Natural Language Processing - Sommer Semester 2022

Overview

Natural Language Processing (DIS25a/NLP)

This course can be taken for the Bachelor Programm Data and Information Science (DIS25a) or the Master Program Digital Sciences (NLP).

After easter all sessions are hosted at TH Köln, Claudiusstraße 1. The sessions will be held life. Slides will be usually available a night before the actual lecture. We try to record all lectures and tutorials for later referal (not sure how this works out with the sessions at Claudiusstraße).

Schedule for Summer Semester 2022

(L) Lectures; (T) Tutorials; (P) Project

The first lectures and tutorial were recorded and are available online. The password is the same as for the Zoom sessions.

Date Slot 13:30h Slot 15:15h DIS25a (DIS B.Sc.) NLP (DS M.Sc.)
1.4.2022 Introduction and Overview (L) Basic Text Processing (L) x x
8.4.2022 Basic NLP Pipeline: NLTK (T) (solution) Common Toolkit: Spacy (T) (solution) x x
15.4.2022 no lecture
22.4.2022 WordNet (L) Vector Semantics (L) x x
29.4.2022 WordNet, GermaNet (T) (solution) Vector Semantics (T) (solution) x x
6.5.2022 Information Extraction (L) Sentiment Analysis (L) x x
13.5.2022 no lecture
20.5.2022 Language Models and Ethics in NLP (L) Group assignment (P) x x
27.5.2022 Group work (P) Group work (P) x
3.6.2022 Data Programming for IE (L) Group work (P) / Oral Exam Master x x
10.6.2022 Guest Lecture: Dimitar Dimitrov(L) Group work (P) x
17.6.2022 Group work (P) Group work (P) x
24.6.2022 Student talks - Project presentation (P) Student talks - Project presentation (P) x
31.8.2022 Submission of term papers x

Bachelor: Group Assignments

In the group assignments a group of four students has to work on a bias-related topic with a specific focus and on one of three datasets. In the group work phases starting on 20.5.2022 we will be available during the lecture time to help and advise.
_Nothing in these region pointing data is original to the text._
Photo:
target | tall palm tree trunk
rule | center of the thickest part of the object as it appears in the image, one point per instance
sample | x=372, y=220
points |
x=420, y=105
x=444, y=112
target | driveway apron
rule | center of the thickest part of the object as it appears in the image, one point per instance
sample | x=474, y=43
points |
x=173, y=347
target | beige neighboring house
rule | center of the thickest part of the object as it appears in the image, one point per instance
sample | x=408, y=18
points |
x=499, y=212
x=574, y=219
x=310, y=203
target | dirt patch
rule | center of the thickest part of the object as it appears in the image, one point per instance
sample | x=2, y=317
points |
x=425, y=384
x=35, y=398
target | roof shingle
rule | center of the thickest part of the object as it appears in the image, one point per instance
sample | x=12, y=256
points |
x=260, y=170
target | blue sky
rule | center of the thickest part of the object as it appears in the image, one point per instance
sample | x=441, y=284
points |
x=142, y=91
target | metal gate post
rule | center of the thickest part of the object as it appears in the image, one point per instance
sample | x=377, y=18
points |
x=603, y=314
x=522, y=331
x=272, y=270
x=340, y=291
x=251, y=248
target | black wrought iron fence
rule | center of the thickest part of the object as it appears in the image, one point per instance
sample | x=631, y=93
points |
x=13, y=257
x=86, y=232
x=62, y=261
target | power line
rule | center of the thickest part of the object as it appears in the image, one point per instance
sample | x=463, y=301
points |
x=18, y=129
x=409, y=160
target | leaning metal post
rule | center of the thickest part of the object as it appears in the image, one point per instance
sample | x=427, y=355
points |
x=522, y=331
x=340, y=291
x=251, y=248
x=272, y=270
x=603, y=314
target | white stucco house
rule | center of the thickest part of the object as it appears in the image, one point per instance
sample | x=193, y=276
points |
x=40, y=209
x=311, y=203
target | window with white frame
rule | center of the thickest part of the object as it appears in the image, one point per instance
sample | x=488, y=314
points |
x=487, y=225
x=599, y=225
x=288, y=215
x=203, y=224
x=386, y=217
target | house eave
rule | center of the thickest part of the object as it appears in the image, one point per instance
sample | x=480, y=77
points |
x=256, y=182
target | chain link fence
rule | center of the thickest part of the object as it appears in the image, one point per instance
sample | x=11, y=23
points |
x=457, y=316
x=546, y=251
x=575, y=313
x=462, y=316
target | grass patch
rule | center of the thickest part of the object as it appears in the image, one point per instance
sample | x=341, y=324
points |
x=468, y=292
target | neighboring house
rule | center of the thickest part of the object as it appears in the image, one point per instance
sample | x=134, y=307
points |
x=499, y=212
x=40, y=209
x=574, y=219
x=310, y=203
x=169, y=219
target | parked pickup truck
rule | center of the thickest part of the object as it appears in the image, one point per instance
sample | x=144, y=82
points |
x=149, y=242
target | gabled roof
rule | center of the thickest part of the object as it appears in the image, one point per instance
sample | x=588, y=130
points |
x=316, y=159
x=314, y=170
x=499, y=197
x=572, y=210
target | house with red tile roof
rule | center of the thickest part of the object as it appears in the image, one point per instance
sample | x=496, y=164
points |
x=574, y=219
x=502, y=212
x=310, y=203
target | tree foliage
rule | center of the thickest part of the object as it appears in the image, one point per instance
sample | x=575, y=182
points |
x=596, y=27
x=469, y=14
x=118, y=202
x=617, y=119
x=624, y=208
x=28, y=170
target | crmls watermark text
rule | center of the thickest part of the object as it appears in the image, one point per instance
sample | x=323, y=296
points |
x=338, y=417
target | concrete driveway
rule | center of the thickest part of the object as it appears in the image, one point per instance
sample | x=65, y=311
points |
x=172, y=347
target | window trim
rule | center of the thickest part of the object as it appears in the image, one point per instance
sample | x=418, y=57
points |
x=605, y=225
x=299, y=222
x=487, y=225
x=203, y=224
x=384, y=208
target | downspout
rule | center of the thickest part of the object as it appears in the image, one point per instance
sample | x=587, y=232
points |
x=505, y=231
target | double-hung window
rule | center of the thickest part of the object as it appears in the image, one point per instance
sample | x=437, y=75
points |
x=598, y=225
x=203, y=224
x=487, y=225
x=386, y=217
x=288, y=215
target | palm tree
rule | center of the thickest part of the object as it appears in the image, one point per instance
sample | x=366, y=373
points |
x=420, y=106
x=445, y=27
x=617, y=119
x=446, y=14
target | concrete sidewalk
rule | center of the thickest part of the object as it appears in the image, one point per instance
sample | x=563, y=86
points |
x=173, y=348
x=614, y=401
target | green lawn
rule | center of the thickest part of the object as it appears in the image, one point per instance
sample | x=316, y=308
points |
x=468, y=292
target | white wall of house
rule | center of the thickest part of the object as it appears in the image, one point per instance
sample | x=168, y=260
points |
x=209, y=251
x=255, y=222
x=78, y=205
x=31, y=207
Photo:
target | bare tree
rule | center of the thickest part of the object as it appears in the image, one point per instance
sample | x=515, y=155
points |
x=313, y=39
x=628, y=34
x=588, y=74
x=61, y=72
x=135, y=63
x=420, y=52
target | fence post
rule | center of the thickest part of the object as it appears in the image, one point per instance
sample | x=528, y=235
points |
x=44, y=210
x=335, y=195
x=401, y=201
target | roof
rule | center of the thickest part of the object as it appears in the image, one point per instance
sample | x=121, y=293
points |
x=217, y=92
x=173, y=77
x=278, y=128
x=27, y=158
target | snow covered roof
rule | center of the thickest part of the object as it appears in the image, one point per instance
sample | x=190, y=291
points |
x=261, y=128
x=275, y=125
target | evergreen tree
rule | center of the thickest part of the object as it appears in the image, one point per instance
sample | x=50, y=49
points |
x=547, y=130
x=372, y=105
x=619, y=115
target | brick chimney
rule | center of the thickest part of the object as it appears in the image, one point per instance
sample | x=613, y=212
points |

In the presentations on 24.6.2022 you are expected to present a concept regarding your specific topic and dataset. Please decribe the motivation, the dataset, your methods and NLP pipeline, a working prototype and some first insights and results.

The feedback gathered during the presentation should be used to write a final term paper on your specific topic and work. Please read the guidelines for the term paper.

Datasets

Choose one of the following datasets to work on:

Topics

Choose one of the following topcis:

Gender Bias

Gender bias is a group bias in which different genders are represented differently in terms of an aspect in a given (set of) document(s) than expected. Aspects for which there can be a bias range from quantitative measures (e.g., how many documents have male/female authors) to more complex NLP measures (e.g., different sentiments in texts about male/female politicians or topical bias, different distributions of topics in texts geared towards male/female readers).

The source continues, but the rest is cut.